GREENCORE IS to buy British sandwich-maker Uniq for £113 million (€128.5 million).
The Irish group is to fund the acquisition of its British rival through a fully underwritten five-for-six rights issue at 46 cent per share, which will raise just over €80 million. The remainder will be financed through a Bank of Ireland debt facility.
The 96-cent-per-share offer represents a 62.7 per cent premium to Uniq’s share price on April 1st when the proposed sale of the company was announced.
Speaking to The Irish Times,Greencore chief executive Patrick Coveney said the "price paid was necessary to execute the transaction". He said the company is confident that the returns generated will justify the price, adding that the bidding process was competitive.
Greencore’s share price shed more than 9 per cent yesterday in Dublin, though on low volumes. The rights issue will result in the dilution of share value for existing shareholders.

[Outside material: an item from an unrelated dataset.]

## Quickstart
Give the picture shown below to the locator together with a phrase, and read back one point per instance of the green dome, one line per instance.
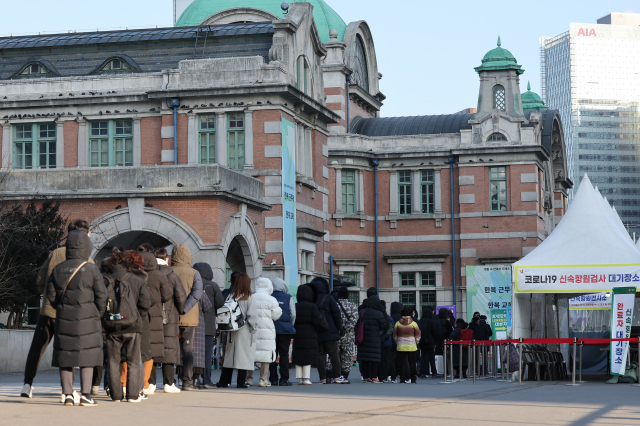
(325, 17)
(499, 59)
(531, 101)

The company, whose shareholding is 90 per cent held by institutional investors, has already secured the backing of 37 per cent of its shareholders for the deal and rights issue.
Greencore will most likely delist from the Iseq index as it moves its primary listing to London. It will also report in sterling.
Uniq, which is one of the biggest players in the convenience foods and dessert business in the UK, was put on the market in April after the company’s pension fund trustees took control of 90 per cent of the company by way of an unusual equity-for-debt swap, in a bid to deal with the company’s £400 million-plus pension deficit.
The transaction will strengthen Greencore’s position in the convenience food market in the UK where Uniq is a major convenience food supplier. In particular, Greencore highlighted Uniq’s contract with Marks Spencer as one of the key benefits of the deal. MS accounts for less than 1 per cent of Greencore’s sales currently.
Uniq’s desserts business, which represents about half of the company’s turnover, has been more problematic, however, and the company had recently initiated a restructuring of the division.
Patrick Coveney said yesterday that Greencore was fully briefed on the status of the restructuring plan and supported the current strategy, which was to focus on fewer customers and products.
Greencore said yesterday that the acquisition should lead to more than £10 million in cost-saving synergies. Of this, €5 million will come from the decision to move the listing to the UK, due to the elimination of duplicated corporate, divisional and functional overheads. Another €5 million will be saved by eliminating purchasing and supply chain overlap.
The acquisition should deliver mid-single digit adjusted earnings per share accretion for the 2012 financial year, the company said, also leading to increased earnings in following years.
In a trading update yesterday, Greencore said convenience foods revenues increased 9 per cent in the three months to July 1st, though it noted the difficult trading conditions in the UK. It expects the market to remain volatile through the remainder of 2011.